Approximately one decade ago I commented to a then-Steamboat Springs city councilperson that I did not see how council was able to make consistent, logical decisions given what appeared to be a random stream of ideas, suggestions, concepts arriving on their desks. That person asked what I meant.
I replied that it was not obvious to me that there was a solid context — call it a long-term direction if you wish — into which these various thoughts would be fit, and so dealing with each one was, to a greater or lesser extent, a one-off decision. Such a long-term plan flows naturally from the multiple, very consistent visioning exercises and area plans that have been developed over three decades, which emphasize maintaining a sense of community, the importance of open space, ensuring historic continuity while developing the town economically.
In the immediately past several weeks, this newspaper has had articles and comments concerning significant potential expenditures at the rodeo grounds, the need for sidewalks on several downtown streets, extensions to the Yampa River Core Trail, the proposed new police station, long-term traffic concerns on Lincoln Avenue through the downtown part of the city — which come readily to mind. Obviously, the situation hasn’t changed in a decade.
City Council and city administration could, while adhering to Colorado state requirements, prepare multi-year operating and capital budgets, both of which would obviously address in a structured manner, these and other issues that fit the community’s expressed desires. And these could be subdivided, especially the capital budget, into categories such as regulatory requirements, environmental, maintenance and expansion.
Elaboration in this manner would allow not only City Council, but interested parties as well as average citizens, to better understand how our monies are being spent, and if our desires are being met.

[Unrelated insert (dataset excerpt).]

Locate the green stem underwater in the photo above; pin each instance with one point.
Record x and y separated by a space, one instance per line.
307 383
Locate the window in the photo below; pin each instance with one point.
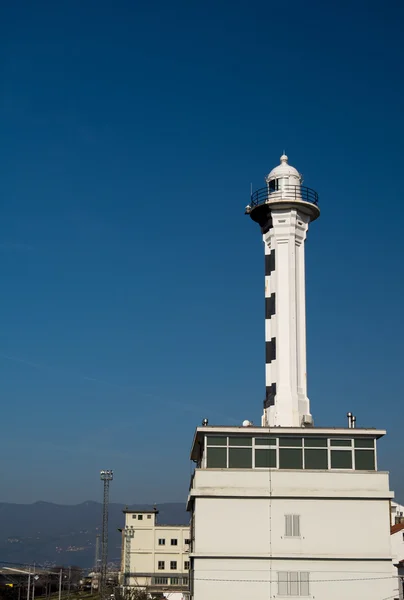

On Thursday, Rob Douglas asked “Who is driving city policy?” In my humble opinion, City Council has defaulted, for a very long time, in driving city policy, by not creating a process to force open policy discussions.
A planning and budgeting process that begins with the very broad picture early in the year, and then narrows progressively through three or four stages, to annual budgets and capital spending plans, as outlined above, will go a long way toward “driving policy.” I suggest it is well past time that City Council create such a process.
Clearly, the citizens are asking for it. We are early in the year, City Council, now is the time to begin.